Suggest to Hika Reid that it's about time a story was written about him and he shoots back that it sounds scarily like an obituary.
Reassured that this is far from the case, that we just want to chat with one of the best All Blacks Rotorua has produced, he relents.
But in the light of his recent brush with bone-marrow cancer it transpires Reid spends much more time talking frankly about his illness and his will to conquer it than he does about the life and times of Hika the Hooker from Ngongotaha.
Diagnosed only weeks ago with hairy cell leukaemia, a rare form of the disease, he is back home, sharing his Waikato Hospital specialist's view it is very beatable - 80 per cent of those who have it go into remission after their first treatment.
"Will I ever be 100 per cent again? I don't know, I have never had this thing before, but at a good age (47) and being relatively fit, that helps".
So, too, does Reid's unbridled determination to tackle his medical setback with the same determination he employed in his rugby career.
He spent his week of intensive chemotherapy walking around the ward "hooked up to this contraption like a coathanger".
Woken at 5am by nurses, he made a habit of getting up and pacing 10 lengths of the hospital ward's 253m corridor - equal to 2.5km a day.
Once free of the "coathanger" it was back to his room to lift light weights, a Swiss ball workout and boxing exercises "for an hour max - I didn't want to exhaust myself. When I was boxing I would visualise I was whacking the bad white blood cells, using fighting techniques to ward off the pest, as I call it."
Reid's daily workout done, it was on with his track gear, "shorts, whatever" and out of bed until nightfall. "That kept me in the positive frame of mind I needed."
He found inspiration in cyclist Lance Armstrong's book It's Not About The Bike, written after he was diagnosed with testicular cancer. Armstrong won six consecutive Tour de France titles from 1994.
Reid tolerated his chemotherapy well. Unlike some he did not lose his hair. Ironically, he had his head shaved two years ago in a Chiefs Child Cancer promotion.

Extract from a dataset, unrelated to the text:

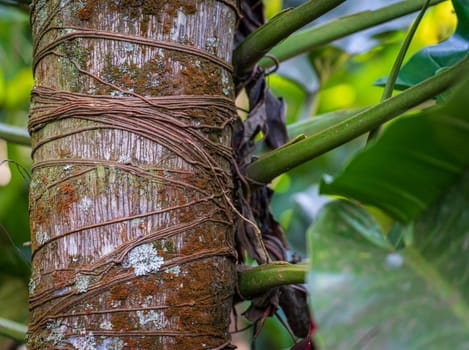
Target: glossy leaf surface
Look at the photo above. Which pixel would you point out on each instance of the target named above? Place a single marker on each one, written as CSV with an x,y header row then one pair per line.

It is with some pride he says he is still having to shave it every second morning.
One thing the energetic Reid did find hard during his hospital stay was being confined to barracks - going outside his ward could have risked infection.

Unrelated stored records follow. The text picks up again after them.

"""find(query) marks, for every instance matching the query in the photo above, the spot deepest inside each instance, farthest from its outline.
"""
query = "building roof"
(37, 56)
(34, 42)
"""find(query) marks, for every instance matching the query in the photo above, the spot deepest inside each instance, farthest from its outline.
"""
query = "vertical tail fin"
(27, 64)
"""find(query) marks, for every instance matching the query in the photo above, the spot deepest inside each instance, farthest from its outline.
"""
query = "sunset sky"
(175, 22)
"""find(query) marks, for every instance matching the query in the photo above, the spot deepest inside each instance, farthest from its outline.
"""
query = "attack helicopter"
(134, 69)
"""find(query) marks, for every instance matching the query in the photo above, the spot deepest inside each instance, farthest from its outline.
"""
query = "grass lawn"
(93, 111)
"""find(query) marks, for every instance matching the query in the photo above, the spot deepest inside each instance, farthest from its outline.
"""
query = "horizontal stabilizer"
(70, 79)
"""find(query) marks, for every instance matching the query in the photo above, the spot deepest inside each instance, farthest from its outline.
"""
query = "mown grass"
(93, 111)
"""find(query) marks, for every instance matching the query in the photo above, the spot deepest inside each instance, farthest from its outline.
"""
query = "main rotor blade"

"It was like I was being wrapped in cotton wool. I had to wear this face mask to keep out any germs."
Now on the "outside", the mask remains around his neck - there in case he comes into contact with someone with the sniffles.
It's had its uses: one of his children has had flu since he's been home.
One benefit of his hospital stay has been a 10kg weight loss following a planned eating regime and drinking a "hell of a lot of water - it flushes out the chemo poisons that go in and I feel great for it".
Not an overtly religious man, Reid ponders whether there may have been some God-given reason why life has taken him down the leukaemia path.
"If anything, it has given me the message this is not the end of the world, although that is certainly what I thought at the beginning. It was a rare strain [of leukaemia], it was aggressive and throughout my bone marrow.
"If you are going through adversity it is all about finding the positives. I was told that with a positive frame of mind you can beat this. I have been given the treatment, my body has responded sufficiently for me to leave hospital.
"I am now into unknown territory. If the body doesn't kick in I will go back for more chemo ... but I'm not going to lie down for this bugger. I am just going to keep on rocking."